1. Since the 1930’s aircraft manufacturers have tried to build airplanes with frictionless wings, wings so smooth and so perfectly shaped that the air passing over them would not become turbulent

The first part "wings so smooth" is an adjective phrase combined with the latter part "so perfectly shaped" which is adverbial in construction. In essence, I would consider this an adverbial phrase as a whole because it modifies the "frictionless wings"

2. Since the 1930’s aircraft manufacturers have tried to build airplanes with frictionless wings, shaped so smoothly and perfectly that the air passing over them would not become turbulent.

This is a passively formed adverbial phrase.

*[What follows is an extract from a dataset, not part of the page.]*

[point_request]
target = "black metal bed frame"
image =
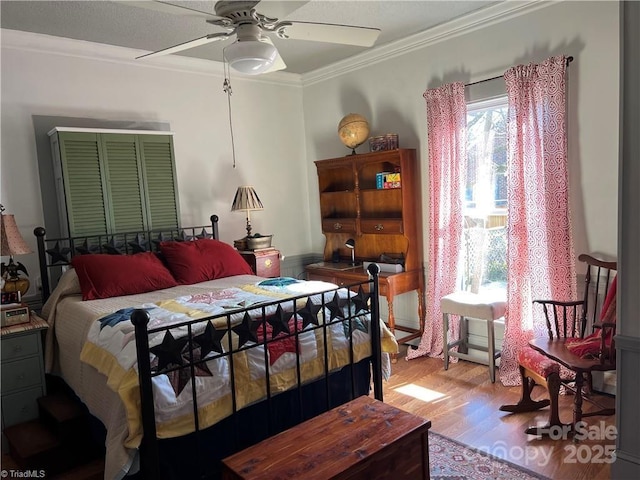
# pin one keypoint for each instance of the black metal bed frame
(363, 297)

Is smooth both adverb and adjective? How to identify when it's used as a verb and when as an adjective? Also what's wrong with this sentence?

3. Since the 1930’s aircraft manufacturers have tried to build airplanes with frictionless wings that are shaped so smooth and perfect that the air passing over them would not become turbulent.

This is incorrect because "shaped" is a verb used passively and verb requires adverbs not adjectives.

CB

1. Since the 1930’s aircraft manufacturers have tried to build airplanes with frictionless wings, wings so smooth and so perfectly shaped that the air passing over them would not become turbulent

The first part "wings so smooth" is an adjective phrase combined with the latter part "so perfectly shaped" which is adverbial in construction. In essence, I would consider this an adverbial phrase as a whole because it modifies the "frictionless wings"

2. Since the 1930’s aircraft manufacturers have tried to build airplanes with frictionless wings, shaped so smoothly and perfectly that the air passing over them would not become turbulent.

This is a passively formed adverbial phrase.

Is smooth both adverb and adjective? How to identify when it's used as a verb and when as an adjective? Also what's wrong with this sentence?

3. Since the 1930’s aircraft manufacturers have tried to build airplanes with frictionless wings that are shaped so smooth and perfect that the air passing over them would not become turbulent.

This is incorrect because "shaped" is a verb used passively and verb requires adverbs not adjectives.

Grammarian-bot2. Since the 1930’s aircraft manufacturers have tried to build airplanes with frictionless wings, shaped so smoothly and perfectly that the air passing over them would not become turbulent.

Is smooth both adverb and adjective? How to identify when it's used as a verb and when as an adjective? Also what's wrong with this sentence?

This sentence is not wrong albeit correct. Smoothly is an advert that is modifying the adjective "shaped".